NASA has released its Advanced Air Mobility (AAM) Community Integration Considerations Playbook, an overview of considerations relevant to local and regional AAM planning activities. It is designed to serve as a practical resource that can help provide initial information to inform local, regional, state, and tribal planning for AAM and is expected to evolve with the industry.
The playbook was compiled and created over a series of five workshops in partnership with five community-led teams responding to NASA’s announcement of the opportunity to partner on community and integration planning for AAM in February 2021.
The 28-page document states AAM is a broad concept focusing on leveraging these trends to include routine aviation mobility in urban, suburban, and rural communities. NASA believes it has the potential to provide consumers and public service providers additional local and regional mobility choices that offer the potential for improvements, such as cost and time savings, greater equity, and increased sustainability. AAM has the potential to also offer flexibility for civic and transportation planners as AAM networks are tailorable to a community’s needs, require less acreage than road and highway networks, and offer more flexibility to adapt over time.
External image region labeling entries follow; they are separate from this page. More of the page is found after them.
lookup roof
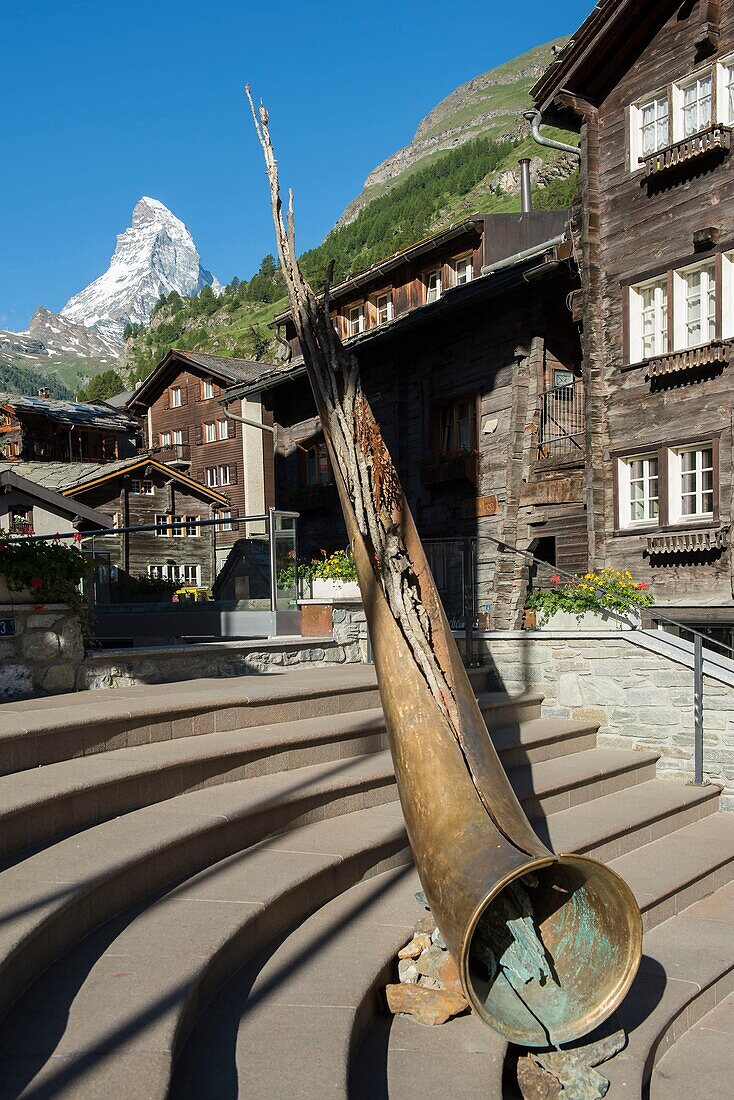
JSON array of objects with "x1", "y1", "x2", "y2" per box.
[
  {"x1": 0, "y1": 454, "x2": 229, "y2": 504},
  {"x1": 0, "y1": 462, "x2": 112, "y2": 528},
  {"x1": 227, "y1": 234, "x2": 571, "y2": 400},
  {"x1": 0, "y1": 393, "x2": 138, "y2": 432},
  {"x1": 128, "y1": 348, "x2": 277, "y2": 406},
  {"x1": 530, "y1": 0, "x2": 680, "y2": 111}
]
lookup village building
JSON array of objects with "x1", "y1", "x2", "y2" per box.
[
  {"x1": 127, "y1": 349, "x2": 286, "y2": 567},
  {"x1": 8, "y1": 454, "x2": 231, "y2": 594},
  {"x1": 221, "y1": 211, "x2": 587, "y2": 626},
  {"x1": 0, "y1": 391, "x2": 140, "y2": 462},
  {"x1": 533, "y1": 0, "x2": 734, "y2": 636}
]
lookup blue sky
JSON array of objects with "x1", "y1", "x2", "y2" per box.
[{"x1": 0, "y1": 0, "x2": 592, "y2": 329}]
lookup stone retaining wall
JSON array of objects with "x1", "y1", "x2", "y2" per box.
[
  {"x1": 0, "y1": 604, "x2": 84, "y2": 700},
  {"x1": 475, "y1": 630, "x2": 734, "y2": 810}
]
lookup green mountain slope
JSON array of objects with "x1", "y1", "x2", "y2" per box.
[{"x1": 127, "y1": 34, "x2": 577, "y2": 382}]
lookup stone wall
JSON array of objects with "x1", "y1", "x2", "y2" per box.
[
  {"x1": 475, "y1": 630, "x2": 734, "y2": 810},
  {"x1": 0, "y1": 603, "x2": 84, "y2": 700}
]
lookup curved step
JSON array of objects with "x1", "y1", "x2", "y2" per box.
[
  {"x1": 650, "y1": 993, "x2": 734, "y2": 1100},
  {"x1": 171, "y1": 868, "x2": 419, "y2": 1100},
  {"x1": 0, "y1": 666, "x2": 380, "y2": 774},
  {"x1": 0, "y1": 752, "x2": 397, "y2": 1012},
  {"x1": 0, "y1": 703, "x2": 598, "y2": 859},
  {"x1": 0, "y1": 806, "x2": 410, "y2": 1100}
]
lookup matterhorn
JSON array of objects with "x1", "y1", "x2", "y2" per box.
[{"x1": 61, "y1": 197, "x2": 221, "y2": 345}]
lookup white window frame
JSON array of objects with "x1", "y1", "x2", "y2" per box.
[
  {"x1": 629, "y1": 88, "x2": 672, "y2": 172},
  {"x1": 672, "y1": 65, "x2": 714, "y2": 141},
  {"x1": 617, "y1": 451, "x2": 660, "y2": 530},
  {"x1": 451, "y1": 252, "x2": 474, "y2": 286},
  {"x1": 628, "y1": 275, "x2": 670, "y2": 363},
  {"x1": 374, "y1": 290, "x2": 394, "y2": 325},
  {"x1": 672, "y1": 259, "x2": 716, "y2": 351},
  {"x1": 668, "y1": 440, "x2": 716, "y2": 524},
  {"x1": 424, "y1": 267, "x2": 442, "y2": 305},
  {"x1": 347, "y1": 301, "x2": 364, "y2": 337}
]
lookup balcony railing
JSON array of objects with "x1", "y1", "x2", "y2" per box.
[{"x1": 536, "y1": 378, "x2": 587, "y2": 462}]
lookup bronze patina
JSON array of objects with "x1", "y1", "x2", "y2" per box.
[{"x1": 250, "y1": 90, "x2": 642, "y2": 1047}]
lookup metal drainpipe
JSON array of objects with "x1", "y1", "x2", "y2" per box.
[{"x1": 523, "y1": 109, "x2": 581, "y2": 161}]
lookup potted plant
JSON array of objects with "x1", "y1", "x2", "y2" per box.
[
  {"x1": 311, "y1": 550, "x2": 360, "y2": 600},
  {"x1": 525, "y1": 569, "x2": 655, "y2": 630}
]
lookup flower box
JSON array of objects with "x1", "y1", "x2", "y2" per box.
[
  {"x1": 420, "y1": 454, "x2": 478, "y2": 486},
  {"x1": 311, "y1": 576, "x2": 360, "y2": 600},
  {"x1": 535, "y1": 611, "x2": 640, "y2": 630}
]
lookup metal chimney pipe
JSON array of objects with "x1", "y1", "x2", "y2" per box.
[{"x1": 519, "y1": 156, "x2": 533, "y2": 213}]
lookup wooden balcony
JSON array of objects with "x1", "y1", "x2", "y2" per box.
[
  {"x1": 420, "y1": 454, "x2": 479, "y2": 488},
  {"x1": 639, "y1": 122, "x2": 732, "y2": 179},
  {"x1": 536, "y1": 378, "x2": 587, "y2": 463},
  {"x1": 645, "y1": 340, "x2": 733, "y2": 378}
]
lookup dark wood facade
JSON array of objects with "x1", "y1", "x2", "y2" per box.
[
  {"x1": 130, "y1": 351, "x2": 274, "y2": 558},
  {"x1": 534, "y1": 0, "x2": 734, "y2": 623},
  {"x1": 68, "y1": 458, "x2": 232, "y2": 589},
  {"x1": 255, "y1": 211, "x2": 587, "y2": 626}
]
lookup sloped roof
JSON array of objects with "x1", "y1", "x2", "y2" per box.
[
  {"x1": 0, "y1": 393, "x2": 138, "y2": 432},
  {"x1": 530, "y1": 0, "x2": 680, "y2": 111},
  {"x1": 0, "y1": 454, "x2": 229, "y2": 504}
]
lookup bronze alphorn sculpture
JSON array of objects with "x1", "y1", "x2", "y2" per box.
[{"x1": 248, "y1": 88, "x2": 642, "y2": 1046}]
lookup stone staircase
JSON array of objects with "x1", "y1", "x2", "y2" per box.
[{"x1": 0, "y1": 666, "x2": 734, "y2": 1100}]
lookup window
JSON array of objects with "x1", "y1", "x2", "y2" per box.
[
  {"x1": 629, "y1": 277, "x2": 668, "y2": 363},
  {"x1": 425, "y1": 267, "x2": 441, "y2": 303},
  {"x1": 347, "y1": 305, "x2": 364, "y2": 337},
  {"x1": 304, "y1": 440, "x2": 332, "y2": 485},
  {"x1": 616, "y1": 439, "x2": 719, "y2": 529},
  {"x1": 435, "y1": 397, "x2": 476, "y2": 454},
  {"x1": 453, "y1": 256, "x2": 474, "y2": 286},
  {"x1": 633, "y1": 92, "x2": 670, "y2": 157},
  {"x1": 618, "y1": 453, "x2": 659, "y2": 527},
  {"x1": 670, "y1": 446, "x2": 713, "y2": 521},
  {"x1": 673, "y1": 70, "x2": 712, "y2": 138},
  {"x1": 675, "y1": 261, "x2": 716, "y2": 349},
  {"x1": 374, "y1": 290, "x2": 393, "y2": 325}
]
AAM includes moving light, time-critical packages by small uncrewed air systems – informally known as “drones.” These packages could include medical supplies to isolated areas or sensors to inspect pipelines or rail tracks. AAM also includes the movement of people and cargo within communities, whether this is transporting rural patients to the hospital, passengers to the airport, or packages to a central distribution point where they could be delivered with the mail in electric vehicles. AAM includes regional travel too short or lacking demand for existing air travel, but too long for an easy ground trip. AAM is made possible through integrated and connected multimodal infrastructure and data networks. Infrastructure networks will include existing transportation structures such as roads, airports, and train and bus stations and new AAM infrastructure such as vertiports. Data networks include new equipment, such as navigational aids, connections, such as satellite frequencies, and data such as, local weather observations.